- Sarkozy under investigation for illegal financing of failed 2012 campaign
- Campaign allegedly spent £33million – breaking legal £18.5million limit
- Prosecutors recommend he faces criminal trial for concealing the funds
- Leaves his current campaign to be re-elected next Spring in tatters
Nicolas Sarkozy is set to stand criminal trial for running a corrupt campaign to become president of France.
It comes after Paris prosecutors placed the 61-year-old conservative under formal investigation for illegal financing, and recommended he should appear as a defendant in court.
Despite the ongoing enquiry, the leader of the Republic Party was convinced he could still become head of state again next year.
Now, however, Mr Sarkozy is expected to reconsider his options after being indicted for ‘financing an illegal campaign’, which could carry a prison sentence.
Alleged false accounting, fraud and breach of trust are all elements in the so-called Bygmalion Affair.
Nicolas Sarkozy is set to stand criminal trial for running a corrupt campaign to become president of France
Bygmalion was the PR firm which handled the notoriously self-promoting Mr Sarkozy’s appearances during his failed 2012 re-election campaign.
It is said to have used a vast system of false accounting to conceal an alleged explosion of funding for his campaign.
It exceeded the legal limit for funds of £18.5 million, with Mr Sarkozy’s team spending the equivalent of at least £33 million.
Mr Sarkozy’s lawyer Thierry Herzog said earlier this year that ‘there was nothing linking President Nicolas Sarkozy to the Bygmalion case.’
However, the investigation kept Mr Sarkozy, who is still allowed to use his ‘president’ title after serving a single term of office in the role between 2007 and 2012, tied up in legal proceedings.

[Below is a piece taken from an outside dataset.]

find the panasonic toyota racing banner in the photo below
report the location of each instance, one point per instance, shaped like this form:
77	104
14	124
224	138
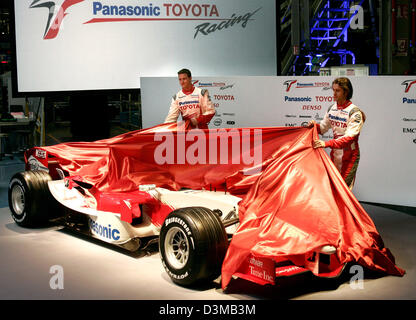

The Paris home Mr Sarkozy shares with his third wife, the model and pop singer Carla Bruni, was raided by fraud squad officers within a week of him standing down four years ago.
It comes after Paris prosecutors placed the 61-year-old conservative under formal investigation for illegal financing
This was because French presidents are immune from prosecution while in office, and they can only be indicted once they leave office.
Following the prosecutor’s recommendation that Sarkozy should stand trial, investigating magistrates have one month to make the final decision on whether the case should come to court.
The ruling could come just days before presidential primaries of Mr Sarkozy’s Republicans party – held on November 20 and 27.
He is under investigation in a range of other scandals too, including claims that he received £42 million from the late Colonel Gaddafi before he was elected in 2007
Mr Sarkozy’s only other hope of avoiding a trial in the short term is to win the presidential election next Spring.
He is under investigation in a range of other scandals too, including claims that he received £42 million from the late Colonel Gaddafi before he was elected in 2007.
French law bans candidates from receiving cash donations above £6,300, but the massive donation is said to have been laundered through bank accounts in Panama and Switzerland.
A document made public in Paris is said to show that the French leader and the former Libyan dictator made an illegal financial deal that propelled Mr Sarkozy to power.
French warplanes facilitated Gaddafi’s death during the Arab Spring revolt of 2011, and it has been alleged that Mr Sarkozy wanted him gone, along with all the evidence pointing to the donation.
The last French president to be tried as a criminal was Mr Sarkozy’s former mentor, Jacques Chirac.
In 2011, the former president was found guilty of diverting public funds and abusing public confidence, and recieved a two-year suspended prison sentence.
Despite his ongoing electoral ambitions, Mr Sarkozy is an increasingly unpopular figure in France, with opinion polls continually suggesting he should quit politics.
He has lurched increasingly to the right during his period of opposition as he tried to appeal to supporters of the anti-immigrant National Front.